21 junio, 2011

EL PRESO DE LOS LIBROS


Caminaba muy despacio por los pasillos de su biblioteca.
Repasaba, sin apenas girar la cabeza, los títulos inscritos en los lomos de sus miles de volúmenes.
Los miraba con cariño y desesperación.
Trataba de recordar, aunque fuese mínimamente, las historias contenidas en cada uno de ellos y su frágil memoria le devolvía, apenas y en el mejor de los casos, un rayo eléctrico de recuerdo, un fragmento traído por los pelos...

Entonces se desconcertaba.

Pensaba en el tiempo que había dedicado a la lectura de la práctica integridad de su biblioteca, su más valioso tesoro... y temblaba.

Pero, mientras paseaba entre las novelas, una brisa fresca afloraba en su mente y, con la fuerza del torrente de un río, le traía a su paso las historias más bellas, los pensamientos más elaborados, los pasajes aterradores e inspirados de los imprescindibles relatos que parecían olvidados.
Se sentía como el dueño de un inmenso mar de viñedos, pretendiendo traer a su paladar el aroma y el sabor de todos los caldos cosechados durante toda la vida.
Y sonreía.

Elegía un número al azar, contaba desde la balda más lejana a su posición, y extraía el volumen señalado por el Destino.
Lo abría por la mitad, leía tres párrafos y lo colocaba en su lugar.

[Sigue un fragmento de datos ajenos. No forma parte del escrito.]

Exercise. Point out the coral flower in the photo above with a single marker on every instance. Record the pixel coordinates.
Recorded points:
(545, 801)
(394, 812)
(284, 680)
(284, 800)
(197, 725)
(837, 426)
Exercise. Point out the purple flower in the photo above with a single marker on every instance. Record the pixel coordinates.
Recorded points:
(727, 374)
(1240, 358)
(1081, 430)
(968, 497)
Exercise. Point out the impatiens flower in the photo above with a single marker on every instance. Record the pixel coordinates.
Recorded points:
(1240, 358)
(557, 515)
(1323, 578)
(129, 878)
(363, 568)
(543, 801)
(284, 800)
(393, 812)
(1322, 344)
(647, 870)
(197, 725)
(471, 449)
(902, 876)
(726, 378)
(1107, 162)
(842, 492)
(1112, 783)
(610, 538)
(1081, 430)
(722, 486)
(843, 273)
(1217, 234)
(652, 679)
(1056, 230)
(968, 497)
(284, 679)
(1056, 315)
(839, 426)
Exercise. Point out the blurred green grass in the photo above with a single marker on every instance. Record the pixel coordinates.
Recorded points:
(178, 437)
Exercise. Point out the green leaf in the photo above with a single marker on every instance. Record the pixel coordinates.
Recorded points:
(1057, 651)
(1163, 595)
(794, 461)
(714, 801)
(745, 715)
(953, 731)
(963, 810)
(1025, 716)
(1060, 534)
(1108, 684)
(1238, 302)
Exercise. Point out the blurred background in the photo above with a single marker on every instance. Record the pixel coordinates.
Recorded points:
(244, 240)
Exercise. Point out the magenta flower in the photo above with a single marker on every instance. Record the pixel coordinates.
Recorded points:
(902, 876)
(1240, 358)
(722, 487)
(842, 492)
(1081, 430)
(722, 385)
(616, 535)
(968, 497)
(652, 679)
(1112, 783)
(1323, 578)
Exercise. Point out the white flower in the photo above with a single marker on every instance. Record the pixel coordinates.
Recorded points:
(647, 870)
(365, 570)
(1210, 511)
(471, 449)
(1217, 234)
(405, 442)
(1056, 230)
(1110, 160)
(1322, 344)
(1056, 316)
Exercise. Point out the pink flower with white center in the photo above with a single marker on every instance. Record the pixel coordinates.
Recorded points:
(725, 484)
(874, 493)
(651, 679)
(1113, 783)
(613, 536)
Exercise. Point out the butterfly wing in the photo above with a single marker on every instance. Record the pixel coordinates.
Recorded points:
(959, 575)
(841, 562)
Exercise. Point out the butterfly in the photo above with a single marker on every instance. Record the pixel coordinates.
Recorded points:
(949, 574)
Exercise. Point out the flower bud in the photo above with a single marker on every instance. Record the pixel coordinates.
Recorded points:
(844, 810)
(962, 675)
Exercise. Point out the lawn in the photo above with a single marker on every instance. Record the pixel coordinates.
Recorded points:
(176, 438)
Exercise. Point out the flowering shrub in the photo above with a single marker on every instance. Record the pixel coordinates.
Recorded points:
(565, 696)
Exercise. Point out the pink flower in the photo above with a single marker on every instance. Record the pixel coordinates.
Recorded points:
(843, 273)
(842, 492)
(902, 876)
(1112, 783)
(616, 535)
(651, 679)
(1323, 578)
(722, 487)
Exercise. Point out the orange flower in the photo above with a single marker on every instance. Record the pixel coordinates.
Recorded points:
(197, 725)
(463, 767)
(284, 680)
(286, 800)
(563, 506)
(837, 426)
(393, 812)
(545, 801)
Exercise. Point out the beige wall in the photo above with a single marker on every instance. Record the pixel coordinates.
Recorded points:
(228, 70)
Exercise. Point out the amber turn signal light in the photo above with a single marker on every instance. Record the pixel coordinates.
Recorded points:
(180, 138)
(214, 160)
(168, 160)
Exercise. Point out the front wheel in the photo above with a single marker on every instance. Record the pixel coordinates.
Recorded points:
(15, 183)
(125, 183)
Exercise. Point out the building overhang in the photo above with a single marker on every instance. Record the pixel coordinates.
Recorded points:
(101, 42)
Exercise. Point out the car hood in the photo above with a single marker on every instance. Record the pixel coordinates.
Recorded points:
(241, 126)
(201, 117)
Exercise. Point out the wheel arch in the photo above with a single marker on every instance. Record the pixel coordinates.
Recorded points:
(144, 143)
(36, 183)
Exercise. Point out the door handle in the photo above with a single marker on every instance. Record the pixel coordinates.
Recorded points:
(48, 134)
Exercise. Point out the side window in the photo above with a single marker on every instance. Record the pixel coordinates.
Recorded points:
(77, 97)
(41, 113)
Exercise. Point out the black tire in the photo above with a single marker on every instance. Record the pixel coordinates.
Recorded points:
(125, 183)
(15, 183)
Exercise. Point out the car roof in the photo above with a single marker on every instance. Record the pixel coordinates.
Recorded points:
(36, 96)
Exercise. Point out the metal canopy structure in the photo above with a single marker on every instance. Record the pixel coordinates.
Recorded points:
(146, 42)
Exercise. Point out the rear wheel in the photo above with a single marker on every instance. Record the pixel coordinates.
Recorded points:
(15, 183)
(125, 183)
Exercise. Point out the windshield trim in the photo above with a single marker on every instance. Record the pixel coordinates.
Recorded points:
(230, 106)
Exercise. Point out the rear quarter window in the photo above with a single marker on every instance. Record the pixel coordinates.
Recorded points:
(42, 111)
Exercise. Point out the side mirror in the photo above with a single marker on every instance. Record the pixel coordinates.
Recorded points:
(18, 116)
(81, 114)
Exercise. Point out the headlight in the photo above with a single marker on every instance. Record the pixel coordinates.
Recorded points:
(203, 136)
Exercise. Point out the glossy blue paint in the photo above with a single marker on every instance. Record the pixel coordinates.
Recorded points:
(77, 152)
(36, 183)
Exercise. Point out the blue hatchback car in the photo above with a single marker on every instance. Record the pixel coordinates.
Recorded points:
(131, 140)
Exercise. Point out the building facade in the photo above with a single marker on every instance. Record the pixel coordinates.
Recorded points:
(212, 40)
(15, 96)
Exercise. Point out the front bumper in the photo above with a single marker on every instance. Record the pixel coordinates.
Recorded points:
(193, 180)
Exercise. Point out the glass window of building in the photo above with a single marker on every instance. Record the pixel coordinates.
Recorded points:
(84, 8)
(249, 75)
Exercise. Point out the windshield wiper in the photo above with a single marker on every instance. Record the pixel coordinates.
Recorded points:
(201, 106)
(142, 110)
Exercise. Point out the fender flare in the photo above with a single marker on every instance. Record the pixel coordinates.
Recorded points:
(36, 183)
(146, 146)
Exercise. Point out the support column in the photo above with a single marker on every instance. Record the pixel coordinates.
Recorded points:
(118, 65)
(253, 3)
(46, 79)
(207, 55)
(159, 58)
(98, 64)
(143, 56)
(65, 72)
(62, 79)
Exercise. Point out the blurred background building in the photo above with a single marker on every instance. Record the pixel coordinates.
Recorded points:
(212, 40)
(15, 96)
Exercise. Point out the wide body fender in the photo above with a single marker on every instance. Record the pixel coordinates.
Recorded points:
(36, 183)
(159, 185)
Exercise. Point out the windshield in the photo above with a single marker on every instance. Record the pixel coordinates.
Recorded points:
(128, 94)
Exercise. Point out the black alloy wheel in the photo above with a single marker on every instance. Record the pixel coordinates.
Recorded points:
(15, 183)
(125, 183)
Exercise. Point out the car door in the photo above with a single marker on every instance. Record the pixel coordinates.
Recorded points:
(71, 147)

Corría hacia su escritorio y definía un final imaginado para ese inicio
in media res, sin preocuparse de su coherencia o su rectitud.
Lo leía, rápidamente, y le prendía fuego... y volvía a caminar, meditabundo, por entre los pasillos de su cárcel de letras, espacios en blanco y grafías en negro.
Se sentía libre y prisionero... pero feliz y reposado.

Miraba el mundo a su alrededor y descubría, con parsimonia y quietud, que, incluso su muerte, ya había sido narrada en los libros.